Botrychiums are small seedless vascular plants that reproduce by spores shed into the air. They have fleshy roots, some species only occasionally emerge above ground, and they gain most of their nourishment from an association with mycorrhizal fungi. The above ground portion of Botrychium consists of a "trophophore" (the photosynthetic branch) and a "sporophore" (the spore-bearing reproductive branch). Only Botrychiums and Ophioglossaceae species have these sterile/photosynthetic versus fertile/reproductive growth characteristics.
The Botrychium genus was named by Olof Swartz in 1800; he replaced the original genus name of Osmunda given by Linnaeus 1753. The name “Botrychium” is derived from the Greek word “botrypus”, meaning “a cluster of grapes” and refers to the cluster of spore-producing sporangia on the sporophore. The plant is commonly known as "Moonwort" and "Grapefern", the latter due to the cluster of grape-looking sporangia.

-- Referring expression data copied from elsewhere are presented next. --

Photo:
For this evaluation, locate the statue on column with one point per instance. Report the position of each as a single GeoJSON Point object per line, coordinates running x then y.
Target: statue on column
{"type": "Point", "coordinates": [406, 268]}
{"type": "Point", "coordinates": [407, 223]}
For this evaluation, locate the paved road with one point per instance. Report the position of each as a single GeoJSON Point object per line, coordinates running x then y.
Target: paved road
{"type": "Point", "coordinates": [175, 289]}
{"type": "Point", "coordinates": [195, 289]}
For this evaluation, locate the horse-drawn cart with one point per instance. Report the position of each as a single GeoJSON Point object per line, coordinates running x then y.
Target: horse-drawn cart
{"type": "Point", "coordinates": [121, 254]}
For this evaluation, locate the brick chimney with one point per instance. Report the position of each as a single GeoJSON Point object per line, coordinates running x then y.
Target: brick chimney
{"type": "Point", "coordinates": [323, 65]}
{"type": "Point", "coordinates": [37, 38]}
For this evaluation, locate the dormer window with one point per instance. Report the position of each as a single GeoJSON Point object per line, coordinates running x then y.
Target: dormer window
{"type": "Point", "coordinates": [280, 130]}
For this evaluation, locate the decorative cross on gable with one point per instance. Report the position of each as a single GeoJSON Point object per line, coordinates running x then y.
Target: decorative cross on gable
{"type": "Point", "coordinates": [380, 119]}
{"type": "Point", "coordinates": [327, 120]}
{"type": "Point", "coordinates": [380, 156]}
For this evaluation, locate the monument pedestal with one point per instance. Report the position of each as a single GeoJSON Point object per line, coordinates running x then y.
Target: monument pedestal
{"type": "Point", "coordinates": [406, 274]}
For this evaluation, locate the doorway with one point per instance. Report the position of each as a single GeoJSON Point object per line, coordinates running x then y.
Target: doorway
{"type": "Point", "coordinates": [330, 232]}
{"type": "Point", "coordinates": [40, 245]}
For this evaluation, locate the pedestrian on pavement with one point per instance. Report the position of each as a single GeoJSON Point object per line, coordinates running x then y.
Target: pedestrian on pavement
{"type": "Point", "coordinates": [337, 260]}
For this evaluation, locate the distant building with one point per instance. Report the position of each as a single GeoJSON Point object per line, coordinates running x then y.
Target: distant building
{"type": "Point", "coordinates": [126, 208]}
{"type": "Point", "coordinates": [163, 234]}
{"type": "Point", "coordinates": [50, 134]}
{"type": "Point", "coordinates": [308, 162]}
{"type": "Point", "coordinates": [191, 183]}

The Botrychium of Colorado are montane plants of highly disturbed areas: old mining areas, road cuts, clear cuts, and avalanche chutes. Many Botrychium are circumboreal.
Typically Botrychium are very small plants. A giant among their kind would be six-to-nine inches tall. Most never exceed three or four inches. Botrychium are notoriously hard to find, but when they are found great pleasure is had. They are intricate, delicate, and curious.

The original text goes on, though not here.